The wheels have been in motion for more than a year in preparation for the October 2018 synod. Bishops, observers and other voices from around the world will gather to reflect about “Young people, faith and vocational discernment.” This is definitely a most timely conversation.
The Vatican released in June a questionnaire that aims at taking the pulse of various realities shaping the lives of young Catholics. The 53 questions range all the way from basic demographic information to perspectives about life, relationships, politics and faith. A rather ambitious questionnaire, indeed!
The results of the questionnaire will be helpful to write the working document to ground the conversation among the bishops and others attending the synod. However, it seems that the primary beneficiaries of such process of data collection should be dioceses and parishes. Like politics, to paraphrase a popular expression, all ministry is local.
Will the information received in the context of each diocese be available to local leaders so they can study it and act upon it? I hope it is.
Learning about young Catholics in Europe, Africa and Latin America can be very interesting. As a theologian and a researcher, I will definitely be paying close attention to this exercise. However, living in the United States, I want to know what our own Catholic young women and men are saying, what they need and how we should better accompany them on their faith journeys.
Is a questionnaire enough to learn what we need to learn about young Catholics in the United States? Well, questionnaires are valuable tools, but we should not limit our imagination. Dioceses and parishes should intentionally find every possible way to listen to their own young people, and do so humbly and attentively.
In our culturally diverse church, we have an obligation to listen attentively to young people of all backgrounds. I want to make a special case for really listening to young Hispanic Catholics.

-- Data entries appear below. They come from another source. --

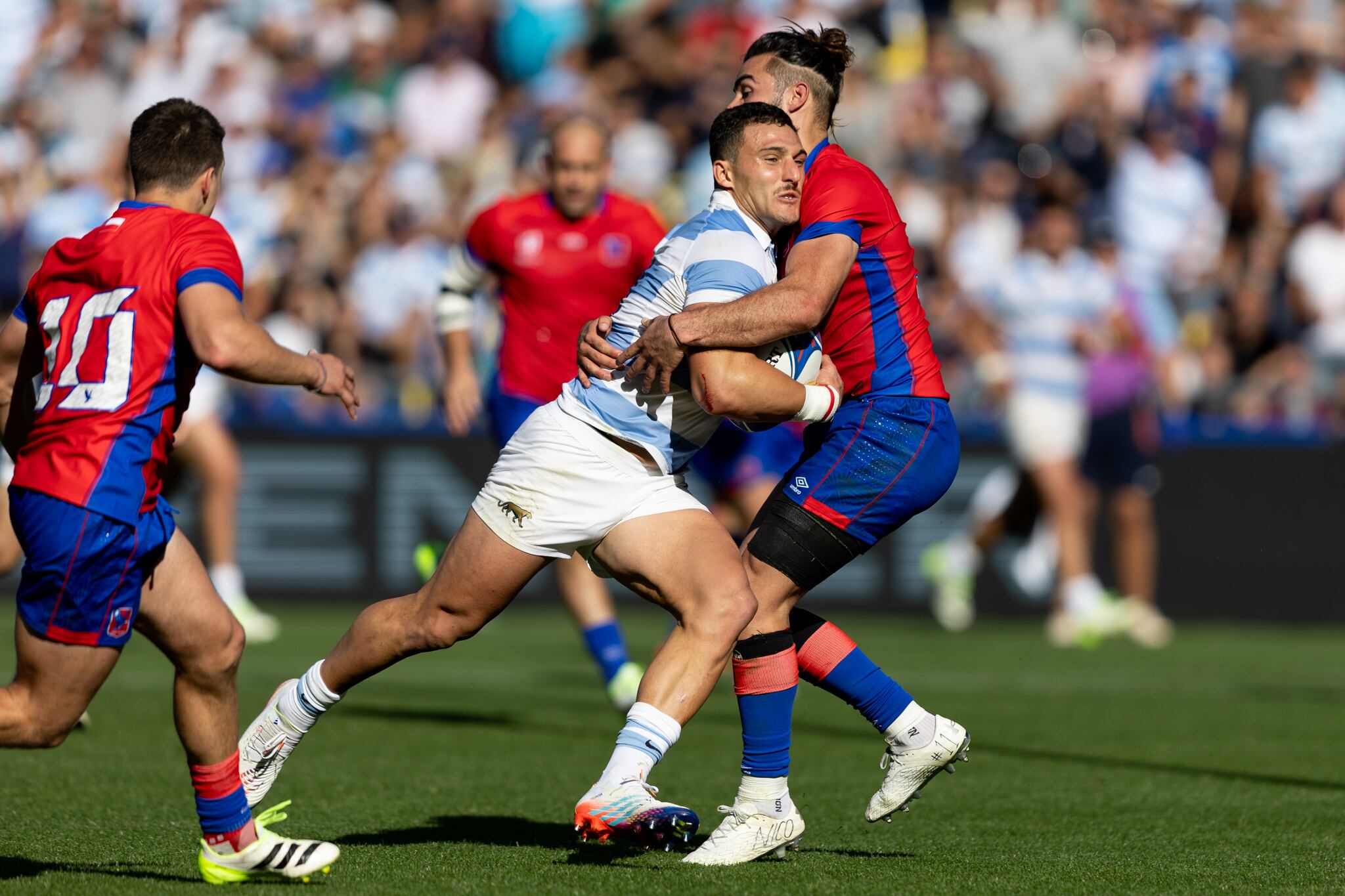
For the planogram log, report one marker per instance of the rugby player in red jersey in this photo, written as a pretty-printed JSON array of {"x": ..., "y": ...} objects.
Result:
[
  {"x": 889, "y": 452},
  {"x": 110, "y": 335},
  {"x": 562, "y": 255}
]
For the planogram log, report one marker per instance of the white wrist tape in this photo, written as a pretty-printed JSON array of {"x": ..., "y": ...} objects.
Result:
[
  {"x": 820, "y": 403},
  {"x": 452, "y": 312}
]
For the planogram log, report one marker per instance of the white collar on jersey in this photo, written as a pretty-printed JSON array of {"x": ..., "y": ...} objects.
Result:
[{"x": 724, "y": 199}]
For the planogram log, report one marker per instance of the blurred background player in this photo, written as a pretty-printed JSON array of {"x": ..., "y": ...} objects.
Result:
[
  {"x": 562, "y": 255},
  {"x": 1119, "y": 473},
  {"x": 743, "y": 469},
  {"x": 1052, "y": 308},
  {"x": 208, "y": 448}
]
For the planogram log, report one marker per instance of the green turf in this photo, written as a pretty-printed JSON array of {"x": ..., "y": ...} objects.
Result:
[{"x": 1212, "y": 766}]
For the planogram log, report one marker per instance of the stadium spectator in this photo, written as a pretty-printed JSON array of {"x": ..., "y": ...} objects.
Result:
[
  {"x": 1298, "y": 144},
  {"x": 1232, "y": 114}
]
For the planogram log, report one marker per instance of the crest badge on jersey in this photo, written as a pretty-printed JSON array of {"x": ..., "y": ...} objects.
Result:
[
  {"x": 613, "y": 250},
  {"x": 120, "y": 622},
  {"x": 527, "y": 249}
]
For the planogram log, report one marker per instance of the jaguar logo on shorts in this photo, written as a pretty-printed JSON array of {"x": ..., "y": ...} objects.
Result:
[
  {"x": 516, "y": 511},
  {"x": 615, "y": 250},
  {"x": 120, "y": 622}
]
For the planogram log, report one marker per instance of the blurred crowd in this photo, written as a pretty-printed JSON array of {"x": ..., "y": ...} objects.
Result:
[{"x": 1200, "y": 142}]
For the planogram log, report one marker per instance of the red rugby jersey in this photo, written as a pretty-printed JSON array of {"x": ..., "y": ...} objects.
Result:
[
  {"x": 557, "y": 274},
  {"x": 118, "y": 371},
  {"x": 876, "y": 332}
]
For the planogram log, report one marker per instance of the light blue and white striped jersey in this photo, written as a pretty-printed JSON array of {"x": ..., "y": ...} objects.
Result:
[
  {"x": 1040, "y": 304},
  {"x": 715, "y": 257}
]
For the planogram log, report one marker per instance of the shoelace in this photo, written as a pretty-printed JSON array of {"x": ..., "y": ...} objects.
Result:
[
  {"x": 272, "y": 816},
  {"x": 651, "y": 789},
  {"x": 730, "y": 824}
]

Take all U.S. Catholics younger than 18: about 60 percent are Hispanic. The synod organization is focusing on young people ages 16 to 29. This roughly encompasses the so-called millennial population. In the U.S., nearly half of all Catholic millennials are Hispanic (about 46 percent).

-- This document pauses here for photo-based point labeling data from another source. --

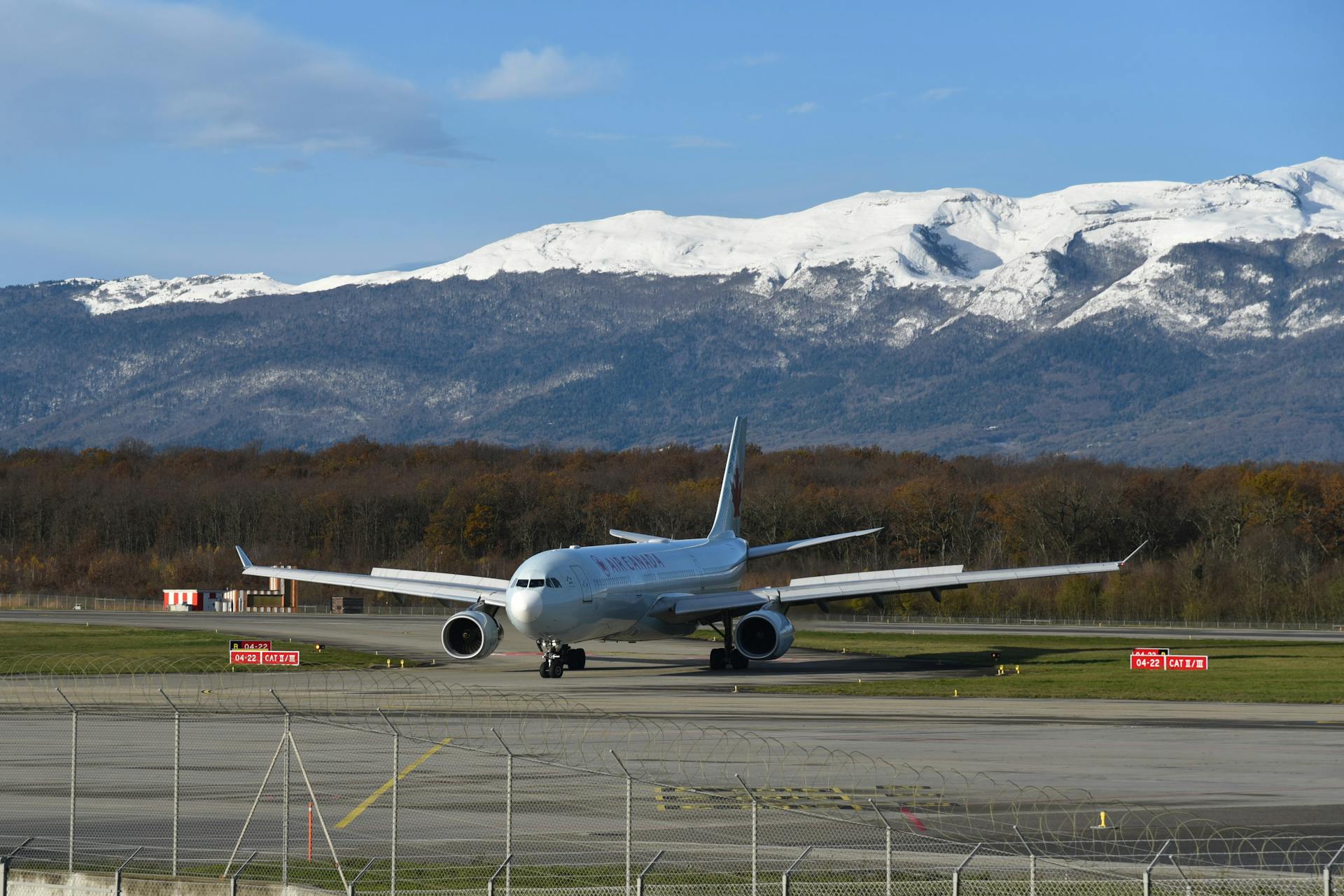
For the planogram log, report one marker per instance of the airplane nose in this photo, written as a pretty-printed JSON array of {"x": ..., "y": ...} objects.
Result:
[{"x": 524, "y": 605}]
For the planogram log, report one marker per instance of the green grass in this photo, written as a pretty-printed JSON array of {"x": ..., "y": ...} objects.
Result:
[
  {"x": 70, "y": 649},
  {"x": 1058, "y": 666}
]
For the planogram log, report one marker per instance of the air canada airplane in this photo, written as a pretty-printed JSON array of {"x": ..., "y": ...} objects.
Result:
[{"x": 652, "y": 587}]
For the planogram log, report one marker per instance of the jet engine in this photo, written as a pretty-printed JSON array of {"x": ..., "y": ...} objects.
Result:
[
  {"x": 764, "y": 634},
  {"x": 470, "y": 634}
]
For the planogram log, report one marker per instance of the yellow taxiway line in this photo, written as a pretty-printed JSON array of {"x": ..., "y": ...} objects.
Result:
[{"x": 372, "y": 797}]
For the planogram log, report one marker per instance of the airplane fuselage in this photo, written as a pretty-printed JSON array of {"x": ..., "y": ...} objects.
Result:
[{"x": 608, "y": 592}]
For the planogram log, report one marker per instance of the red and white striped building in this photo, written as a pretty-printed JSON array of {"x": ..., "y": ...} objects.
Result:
[{"x": 191, "y": 598}]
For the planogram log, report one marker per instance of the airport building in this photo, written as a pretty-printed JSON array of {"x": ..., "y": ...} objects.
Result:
[
  {"x": 281, "y": 597},
  {"x": 191, "y": 599}
]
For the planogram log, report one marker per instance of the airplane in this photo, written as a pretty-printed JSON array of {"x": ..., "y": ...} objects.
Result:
[{"x": 652, "y": 587}]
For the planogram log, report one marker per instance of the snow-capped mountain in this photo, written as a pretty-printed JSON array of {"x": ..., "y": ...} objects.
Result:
[
  {"x": 1145, "y": 321},
  {"x": 992, "y": 255}
]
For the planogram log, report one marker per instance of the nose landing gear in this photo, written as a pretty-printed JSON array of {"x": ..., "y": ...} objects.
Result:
[{"x": 556, "y": 656}]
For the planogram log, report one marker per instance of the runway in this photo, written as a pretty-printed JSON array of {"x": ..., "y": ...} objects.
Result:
[{"x": 1260, "y": 764}]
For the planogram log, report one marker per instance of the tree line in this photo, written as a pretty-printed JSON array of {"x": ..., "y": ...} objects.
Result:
[{"x": 1237, "y": 543}]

Regardless of how one defines youth, any conversation about how young Catholics live their faith and discern their vocation in our country needs to seriously pay attention to young Hispanics.

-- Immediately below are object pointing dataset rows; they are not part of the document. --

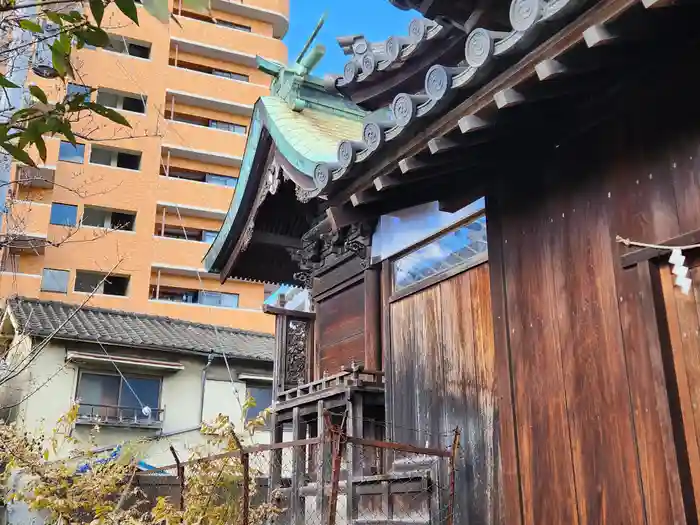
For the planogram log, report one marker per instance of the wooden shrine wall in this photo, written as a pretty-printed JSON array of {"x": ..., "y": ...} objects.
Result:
[
  {"x": 441, "y": 376},
  {"x": 587, "y": 410},
  {"x": 347, "y": 318}
]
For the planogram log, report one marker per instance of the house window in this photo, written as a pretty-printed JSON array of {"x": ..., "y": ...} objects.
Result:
[
  {"x": 183, "y": 295},
  {"x": 78, "y": 90},
  {"x": 100, "y": 283},
  {"x": 459, "y": 248},
  {"x": 208, "y": 236},
  {"x": 63, "y": 214},
  {"x": 118, "y": 399},
  {"x": 129, "y": 47},
  {"x": 225, "y": 300},
  {"x": 104, "y": 218},
  {"x": 230, "y": 75},
  {"x": 228, "y": 126},
  {"x": 69, "y": 153},
  {"x": 221, "y": 180},
  {"x": 115, "y": 158},
  {"x": 54, "y": 280},
  {"x": 262, "y": 394},
  {"x": 233, "y": 25},
  {"x": 125, "y": 102}
]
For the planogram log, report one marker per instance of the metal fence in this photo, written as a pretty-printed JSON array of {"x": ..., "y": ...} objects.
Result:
[{"x": 335, "y": 479}]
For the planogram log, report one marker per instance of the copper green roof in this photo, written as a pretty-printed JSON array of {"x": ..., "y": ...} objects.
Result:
[{"x": 304, "y": 123}]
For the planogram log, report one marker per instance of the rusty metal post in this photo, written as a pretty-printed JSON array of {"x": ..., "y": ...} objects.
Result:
[
  {"x": 245, "y": 462},
  {"x": 453, "y": 462},
  {"x": 337, "y": 447},
  {"x": 180, "y": 476}
]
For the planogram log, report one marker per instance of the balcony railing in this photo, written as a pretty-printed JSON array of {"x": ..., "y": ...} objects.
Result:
[
  {"x": 110, "y": 415},
  {"x": 35, "y": 177}
]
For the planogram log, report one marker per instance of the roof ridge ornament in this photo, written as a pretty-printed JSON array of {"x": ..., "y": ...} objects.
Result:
[{"x": 289, "y": 79}]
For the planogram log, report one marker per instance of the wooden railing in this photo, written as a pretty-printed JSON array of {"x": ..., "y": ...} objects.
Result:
[{"x": 349, "y": 376}]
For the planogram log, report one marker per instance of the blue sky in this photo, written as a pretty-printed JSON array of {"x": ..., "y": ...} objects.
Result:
[{"x": 376, "y": 19}]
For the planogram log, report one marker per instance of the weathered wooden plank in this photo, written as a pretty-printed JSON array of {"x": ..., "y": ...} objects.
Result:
[
  {"x": 372, "y": 328},
  {"x": 685, "y": 376},
  {"x": 648, "y": 391},
  {"x": 579, "y": 257},
  {"x": 546, "y": 469},
  {"x": 341, "y": 316},
  {"x": 510, "y": 504}
]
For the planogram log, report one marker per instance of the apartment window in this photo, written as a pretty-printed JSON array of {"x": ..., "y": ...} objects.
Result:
[
  {"x": 129, "y": 47},
  {"x": 262, "y": 394},
  {"x": 208, "y": 236},
  {"x": 181, "y": 295},
  {"x": 122, "y": 101},
  {"x": 228, "y": 126},
  {"x": 118, "y": 399},
  {"x": 221, "y": 180},
  {"x": 54, "y": 280},
  {"x": 78, "y": 90},
  {"x": 63, "y": 214},
  {"x": 225, "y": 300},
  {"x": 105, "y": 218},
  {"x": 233, "y": 25},
  {"x": 69, "y": 153},
  {"x": 230, "y": 74},
  {"x": 115, "y": 158},
  {"x": 101, "y": 283}
]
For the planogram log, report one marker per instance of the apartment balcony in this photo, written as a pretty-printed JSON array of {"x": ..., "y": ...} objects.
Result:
[
  {"x": 179, "y": 253},
  {"x": 274, "y": 12},
  {"x": 201, "y": 138},
  {"x": 210, "y": 86},
  {"x": 226, "y": 39},
  {"x": 36, "y": 177},
  {"x": 196, "y": 199},
  {"x": 26, "y": 227}
]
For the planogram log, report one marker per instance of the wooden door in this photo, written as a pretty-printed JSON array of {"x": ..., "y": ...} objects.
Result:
[
  {"x": 442, "y": 377},
  {"x": 683, "y": 318}
]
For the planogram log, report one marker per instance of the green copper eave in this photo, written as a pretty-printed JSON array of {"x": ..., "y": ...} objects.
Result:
[{"x": 305, "y": 123}]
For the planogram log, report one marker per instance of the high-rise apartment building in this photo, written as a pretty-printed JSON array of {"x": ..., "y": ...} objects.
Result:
[{"x": 146, "y": 202}]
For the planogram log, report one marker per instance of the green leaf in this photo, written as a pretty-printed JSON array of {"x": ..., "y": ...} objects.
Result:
[
  {"x": 98, "y": 10},
  {"x": 109, "y": 113},
  {"x": 54, "y": 17},
  {"x": 38, "y": 94},
  {"x": 17, "y": 153},
  {"x": 158, "y": 9},
  {"x": 6, "y": 83},
  {"x": 66, "y": 131},
  {"x": 128, "y": 7},
  {"x": 30, "y": 25}
]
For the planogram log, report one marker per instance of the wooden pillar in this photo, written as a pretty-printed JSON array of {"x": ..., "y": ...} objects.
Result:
[
  {"x": 323, "y": 463},
  {"x": 298, "y": 468},
  {"x": 354, "y": 428},
  {"x": 373, "y": 321}
]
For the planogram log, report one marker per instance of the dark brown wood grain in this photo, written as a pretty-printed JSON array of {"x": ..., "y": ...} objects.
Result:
[
  {"x": 679, "y": 316},
  {"x": 580, "y": 259},
  {"x": 372, "y": 328},
  {"x": 658, "y": 460},
  {"x": 443, "y": 377},
  {"x": 544, "y": 443},
  {"x": 511, "y": 501}
]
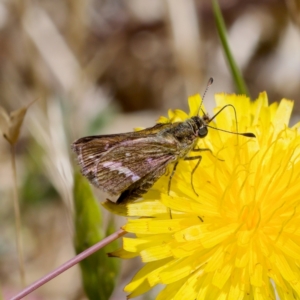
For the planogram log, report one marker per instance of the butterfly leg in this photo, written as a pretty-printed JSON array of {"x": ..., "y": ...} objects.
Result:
[
  {"x": 206, "y": 149},
  {"x": 199, "y": 157},
  {"x": 169, "y": 185}
]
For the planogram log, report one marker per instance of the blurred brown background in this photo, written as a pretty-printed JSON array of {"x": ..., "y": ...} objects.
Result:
[{"x": 108, "y": 66}]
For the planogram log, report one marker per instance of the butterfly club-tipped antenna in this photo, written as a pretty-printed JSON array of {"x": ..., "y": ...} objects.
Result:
[
  {"x": 247, "y": 134},
  {"x": 209, "y": 83}
]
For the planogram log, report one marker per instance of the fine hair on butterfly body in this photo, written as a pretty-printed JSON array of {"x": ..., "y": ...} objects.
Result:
[{"x": 128, "y": 164}]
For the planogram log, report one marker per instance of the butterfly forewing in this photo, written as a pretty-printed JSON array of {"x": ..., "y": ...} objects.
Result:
[{"x": 114, "y": 163}]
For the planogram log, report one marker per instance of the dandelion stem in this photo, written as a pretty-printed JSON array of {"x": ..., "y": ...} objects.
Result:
[
  {"x": 70, "y": 263},
  {"x": 17, "y": 216}
]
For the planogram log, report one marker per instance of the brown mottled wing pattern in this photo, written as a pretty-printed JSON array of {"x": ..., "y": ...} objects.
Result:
[{"x": 115, "y": 163}]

One major concern is that most young Hispanic Catholics are practically invisible to many of our pastoral outreach efforts in parishes and dioceses. Only a tiny fraction of this population attends Catholic schools.
An even smaller group is present in Catholic colleges. The vast majority of young Hispanic Catholics benefit from neither youth ministry nor catechetical programs.
To really listen to young Hispanic Catholics — about half of all young U.S. Catholics — we need to do much more than rely on online questionnaires. We need to go out to the peripheries where they live. We need to reach out.
Three practical suggestions: One, ensure that all local teams and reflection efforts related to the theme of this synod have Hispanic voices and make their concerns a priority.
Two, become familiar with the work of the National Catholic Network de Pastoral Juvenil Hispana: La RED and the Fifth National Encuentro of Hispanic/Latino Ministry.
Three, should not at least half of the voices attending the synod representing the U.S. be Hispanic or people evidently familiar with the realities that shape the lives of young Hispanics? Representing our current demographics in local and global conversations would prophetically convey that we understand who we are.
Ospino is professor of theology and religious education at Boston College. He is a member of the leadership team for the Fifth National Encuentro of Hispanic/Latino Ministry.